Fig. 8. 10 June, 2007. Distribution of MSG SEVIRI TBs at 10.8 µm vs the 183-WSLW rain rate values. The dots are the observed values while the four lines represent the best fits. The time is that of the MSG-SEVIRI scan over the area.

Fig. 9. 183-WSL rain rate retrievals (in mm h-1). Left column: without the application of the PORDF function to the low rain rate end of the scale.
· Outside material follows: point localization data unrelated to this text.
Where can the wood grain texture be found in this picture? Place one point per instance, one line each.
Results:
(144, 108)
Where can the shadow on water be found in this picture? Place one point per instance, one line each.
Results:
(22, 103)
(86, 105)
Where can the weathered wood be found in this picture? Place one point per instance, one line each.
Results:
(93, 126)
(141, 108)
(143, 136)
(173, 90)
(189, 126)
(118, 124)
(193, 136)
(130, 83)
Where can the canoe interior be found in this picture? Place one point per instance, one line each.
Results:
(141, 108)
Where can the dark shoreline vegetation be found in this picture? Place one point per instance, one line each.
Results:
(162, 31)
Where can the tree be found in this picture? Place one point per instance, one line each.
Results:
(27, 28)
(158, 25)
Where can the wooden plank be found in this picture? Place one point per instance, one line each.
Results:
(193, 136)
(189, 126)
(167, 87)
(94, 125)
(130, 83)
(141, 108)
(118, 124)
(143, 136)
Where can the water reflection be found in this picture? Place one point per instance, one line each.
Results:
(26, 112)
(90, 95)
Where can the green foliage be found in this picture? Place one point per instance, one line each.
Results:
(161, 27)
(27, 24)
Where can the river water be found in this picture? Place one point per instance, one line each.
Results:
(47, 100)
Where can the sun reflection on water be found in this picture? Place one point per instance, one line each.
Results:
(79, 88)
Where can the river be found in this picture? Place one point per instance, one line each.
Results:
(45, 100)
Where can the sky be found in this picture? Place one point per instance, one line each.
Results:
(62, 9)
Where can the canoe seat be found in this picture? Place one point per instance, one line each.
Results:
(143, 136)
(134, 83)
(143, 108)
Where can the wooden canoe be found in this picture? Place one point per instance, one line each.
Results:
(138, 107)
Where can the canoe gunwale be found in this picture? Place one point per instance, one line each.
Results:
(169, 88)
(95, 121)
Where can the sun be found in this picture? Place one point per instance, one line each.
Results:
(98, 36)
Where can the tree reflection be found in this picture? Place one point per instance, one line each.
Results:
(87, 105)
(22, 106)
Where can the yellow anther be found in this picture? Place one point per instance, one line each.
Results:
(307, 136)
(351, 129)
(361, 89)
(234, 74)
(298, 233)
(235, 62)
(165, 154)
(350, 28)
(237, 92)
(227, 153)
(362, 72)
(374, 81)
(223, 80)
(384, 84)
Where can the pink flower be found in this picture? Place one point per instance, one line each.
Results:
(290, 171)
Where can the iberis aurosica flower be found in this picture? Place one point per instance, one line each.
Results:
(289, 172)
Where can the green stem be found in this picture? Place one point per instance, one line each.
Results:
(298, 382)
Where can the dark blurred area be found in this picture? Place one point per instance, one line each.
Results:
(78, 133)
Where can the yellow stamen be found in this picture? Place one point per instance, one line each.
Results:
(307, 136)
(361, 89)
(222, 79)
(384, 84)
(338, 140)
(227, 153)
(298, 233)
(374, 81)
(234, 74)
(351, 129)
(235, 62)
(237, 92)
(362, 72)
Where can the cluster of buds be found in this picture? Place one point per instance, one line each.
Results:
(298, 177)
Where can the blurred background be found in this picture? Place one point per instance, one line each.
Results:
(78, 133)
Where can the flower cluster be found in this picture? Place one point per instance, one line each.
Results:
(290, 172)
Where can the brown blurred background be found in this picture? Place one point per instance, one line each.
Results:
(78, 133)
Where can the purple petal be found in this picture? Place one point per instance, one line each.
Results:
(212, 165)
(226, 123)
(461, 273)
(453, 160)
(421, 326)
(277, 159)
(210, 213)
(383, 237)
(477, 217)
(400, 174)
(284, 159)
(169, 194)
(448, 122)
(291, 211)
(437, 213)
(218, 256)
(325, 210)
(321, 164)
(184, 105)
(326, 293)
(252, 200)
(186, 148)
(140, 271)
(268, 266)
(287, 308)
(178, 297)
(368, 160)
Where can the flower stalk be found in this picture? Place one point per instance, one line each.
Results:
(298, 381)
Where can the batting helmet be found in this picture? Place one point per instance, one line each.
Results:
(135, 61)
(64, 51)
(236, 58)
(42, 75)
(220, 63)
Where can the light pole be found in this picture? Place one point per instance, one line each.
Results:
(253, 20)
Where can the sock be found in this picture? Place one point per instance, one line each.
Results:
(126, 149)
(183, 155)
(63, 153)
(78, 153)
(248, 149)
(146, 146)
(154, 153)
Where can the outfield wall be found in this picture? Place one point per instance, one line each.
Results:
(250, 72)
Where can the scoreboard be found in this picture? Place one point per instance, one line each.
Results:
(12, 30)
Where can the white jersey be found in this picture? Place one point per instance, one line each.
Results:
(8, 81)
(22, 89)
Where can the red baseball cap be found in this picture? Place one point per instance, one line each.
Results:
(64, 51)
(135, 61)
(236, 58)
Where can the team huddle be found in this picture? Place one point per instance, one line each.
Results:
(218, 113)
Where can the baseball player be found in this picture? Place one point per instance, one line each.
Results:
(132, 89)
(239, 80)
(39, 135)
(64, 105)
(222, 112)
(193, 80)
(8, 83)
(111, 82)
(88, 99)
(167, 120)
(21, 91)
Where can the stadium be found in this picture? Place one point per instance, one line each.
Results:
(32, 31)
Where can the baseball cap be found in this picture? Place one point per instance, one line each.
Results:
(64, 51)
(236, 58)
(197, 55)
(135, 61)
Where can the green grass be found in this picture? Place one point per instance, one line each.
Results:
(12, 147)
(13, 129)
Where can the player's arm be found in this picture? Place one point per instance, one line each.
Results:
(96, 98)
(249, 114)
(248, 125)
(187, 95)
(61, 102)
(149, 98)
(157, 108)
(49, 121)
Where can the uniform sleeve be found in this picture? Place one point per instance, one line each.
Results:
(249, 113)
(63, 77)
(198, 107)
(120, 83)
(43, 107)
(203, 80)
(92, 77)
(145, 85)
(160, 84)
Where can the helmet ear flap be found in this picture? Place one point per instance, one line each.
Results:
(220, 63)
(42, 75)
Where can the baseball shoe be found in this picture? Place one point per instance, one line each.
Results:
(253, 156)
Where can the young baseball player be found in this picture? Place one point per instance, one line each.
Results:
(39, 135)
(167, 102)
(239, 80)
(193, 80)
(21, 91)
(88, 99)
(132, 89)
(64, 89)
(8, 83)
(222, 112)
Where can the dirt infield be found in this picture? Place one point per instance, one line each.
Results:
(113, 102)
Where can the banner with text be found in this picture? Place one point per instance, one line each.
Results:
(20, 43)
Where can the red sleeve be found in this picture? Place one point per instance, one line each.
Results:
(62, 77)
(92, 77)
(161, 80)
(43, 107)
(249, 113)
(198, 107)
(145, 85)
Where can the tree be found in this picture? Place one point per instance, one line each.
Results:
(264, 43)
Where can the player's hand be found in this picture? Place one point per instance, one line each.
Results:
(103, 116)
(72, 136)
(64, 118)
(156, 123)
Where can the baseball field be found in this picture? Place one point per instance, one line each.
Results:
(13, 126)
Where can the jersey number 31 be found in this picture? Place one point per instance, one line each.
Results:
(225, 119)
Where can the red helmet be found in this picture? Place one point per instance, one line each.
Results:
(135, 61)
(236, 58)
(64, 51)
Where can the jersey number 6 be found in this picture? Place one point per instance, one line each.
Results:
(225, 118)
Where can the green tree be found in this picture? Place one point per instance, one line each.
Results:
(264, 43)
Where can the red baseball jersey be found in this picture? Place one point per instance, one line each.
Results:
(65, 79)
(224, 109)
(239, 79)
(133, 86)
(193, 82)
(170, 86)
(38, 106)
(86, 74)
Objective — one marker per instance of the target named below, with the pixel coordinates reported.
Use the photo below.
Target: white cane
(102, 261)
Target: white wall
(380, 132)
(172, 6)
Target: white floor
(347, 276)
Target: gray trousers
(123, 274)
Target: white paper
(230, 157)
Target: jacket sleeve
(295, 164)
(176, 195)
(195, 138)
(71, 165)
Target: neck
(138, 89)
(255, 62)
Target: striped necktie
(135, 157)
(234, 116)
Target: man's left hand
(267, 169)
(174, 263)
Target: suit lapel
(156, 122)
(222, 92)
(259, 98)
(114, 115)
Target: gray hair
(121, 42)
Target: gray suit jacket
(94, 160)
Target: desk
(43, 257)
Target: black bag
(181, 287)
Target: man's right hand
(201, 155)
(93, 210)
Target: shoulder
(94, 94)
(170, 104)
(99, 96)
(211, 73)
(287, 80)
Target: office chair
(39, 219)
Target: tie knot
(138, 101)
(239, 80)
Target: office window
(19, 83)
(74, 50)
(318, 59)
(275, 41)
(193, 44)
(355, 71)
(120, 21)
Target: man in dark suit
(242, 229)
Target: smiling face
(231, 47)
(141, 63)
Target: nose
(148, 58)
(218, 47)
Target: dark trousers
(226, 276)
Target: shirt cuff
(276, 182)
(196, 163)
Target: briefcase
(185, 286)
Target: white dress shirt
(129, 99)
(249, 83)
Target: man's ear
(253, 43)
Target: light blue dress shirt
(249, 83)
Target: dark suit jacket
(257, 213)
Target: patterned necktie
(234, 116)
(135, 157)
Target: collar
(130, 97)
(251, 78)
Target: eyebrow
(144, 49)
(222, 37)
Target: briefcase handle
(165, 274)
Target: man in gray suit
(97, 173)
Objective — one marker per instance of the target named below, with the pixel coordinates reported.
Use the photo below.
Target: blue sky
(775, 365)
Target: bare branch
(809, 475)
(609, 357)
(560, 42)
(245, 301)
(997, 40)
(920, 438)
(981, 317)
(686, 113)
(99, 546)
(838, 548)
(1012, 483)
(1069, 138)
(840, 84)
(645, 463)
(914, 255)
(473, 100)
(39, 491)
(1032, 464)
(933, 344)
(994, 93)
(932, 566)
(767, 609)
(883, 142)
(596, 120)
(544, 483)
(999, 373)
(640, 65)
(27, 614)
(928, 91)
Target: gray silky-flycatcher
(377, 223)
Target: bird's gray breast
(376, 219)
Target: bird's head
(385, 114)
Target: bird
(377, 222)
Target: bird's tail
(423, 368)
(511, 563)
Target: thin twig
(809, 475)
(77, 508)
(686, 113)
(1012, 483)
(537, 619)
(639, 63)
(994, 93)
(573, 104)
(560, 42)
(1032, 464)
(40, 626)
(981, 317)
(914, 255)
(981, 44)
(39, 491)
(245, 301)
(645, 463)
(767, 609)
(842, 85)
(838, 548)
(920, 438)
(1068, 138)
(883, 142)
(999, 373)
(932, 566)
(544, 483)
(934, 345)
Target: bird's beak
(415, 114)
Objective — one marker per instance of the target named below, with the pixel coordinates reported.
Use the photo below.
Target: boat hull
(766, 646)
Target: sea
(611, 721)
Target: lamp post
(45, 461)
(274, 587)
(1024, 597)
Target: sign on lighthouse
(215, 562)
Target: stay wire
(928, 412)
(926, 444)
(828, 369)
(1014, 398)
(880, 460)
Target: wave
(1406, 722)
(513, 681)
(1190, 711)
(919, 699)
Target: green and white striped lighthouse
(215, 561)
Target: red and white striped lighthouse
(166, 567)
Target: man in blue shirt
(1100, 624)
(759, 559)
Right column: with the application of the PORDF.

Fig. 10. Δwin as a function of liquid water path for the non-precipitating clouds over open sea as derived from the simulations of Laviola (2006b).

Fig. 11. 17 January 2007 1041 UTC. Stratiform rain over the open sea (English Channel and North Sea): a) 183-WSL rainfall retrieval (mm h-1), and b) 183-WSL LWP retrieval (103 g m-2). Note the increasing LWP values from the outer part of the cloud systems towards the centre where stratiform rain starts in correspondence of the LWP threshold value of 0.5 × 103 g m-2.

Fig. 12. 17 January 2007 1415 UTC, stratiform rain over Belgium; rain intensity is in mm h-1. a) SEVIRI TB at 11µm (MSG-TB11), b) Scattering Index (SI), c) 183-WSL, d) 183-WSLS, e) 183-WSLC, f) 183-WSLW, g) scatter plot 183-WSL vs rain products the MSG-TB11, h) 183-WSLS vs MSG-TB11, i) 183-WSLC vs SI, l) 183-WSLW vs MSG-TB11. Since the event is classified as quasi-stratiform the comparison between the 183-WSL and 183-WSLS rain maps shows a strong similarity. The large amount of water vapour sensed by the 183-WSLW module is correctly removed by the final retrieval.

Fig. 13. Severe storms over Italy, 10 and 12 June 2007. First four rows refer to the output of the 183-WSL and its modules (in mm h-1). The last two are the output of the MSG Precipitation Index (PI) and of the Scattering Index (SI) (in K). Note that the retrieval of the 183-WSLW module in mm h-1, but refers to pixels that are discarded in the final rainfall computation; some of them are retained by the PORDF application (see text for details).

Fig 14. Scatter plots for the three case studies of Fig. 13, one per row: a) and b) 10 June2007 1427 UTC; c) and d) 12 June 20071557 UTC; e) and f) 12 June 2007 2042 UTC. The scatter plots on the left of each case study show the comparison between the 183-WSL (black dots) and 183-WSLS (empty dots) retrievals vs the MSG Precipitation Index (PI). The scatter plots on the right column compare the 183-WSLC retrievals vs the Scattering Index (SI) values.

Fig. 15. August 2007, tropical cyclone Dean. Rain retrievals (in mm h-1) of the 183-WSL (row a), and the nearest corresponding TRMM-2A12 products (row b). The scatter plots in row c) compare the two retrievals. The time difference between the two sets of retrievals ranges between ½ h and 3.5 h. This partially explains the large dispersion of the scatter plots since the cyclone structure changes considerably due to the rapid evolution of the depression.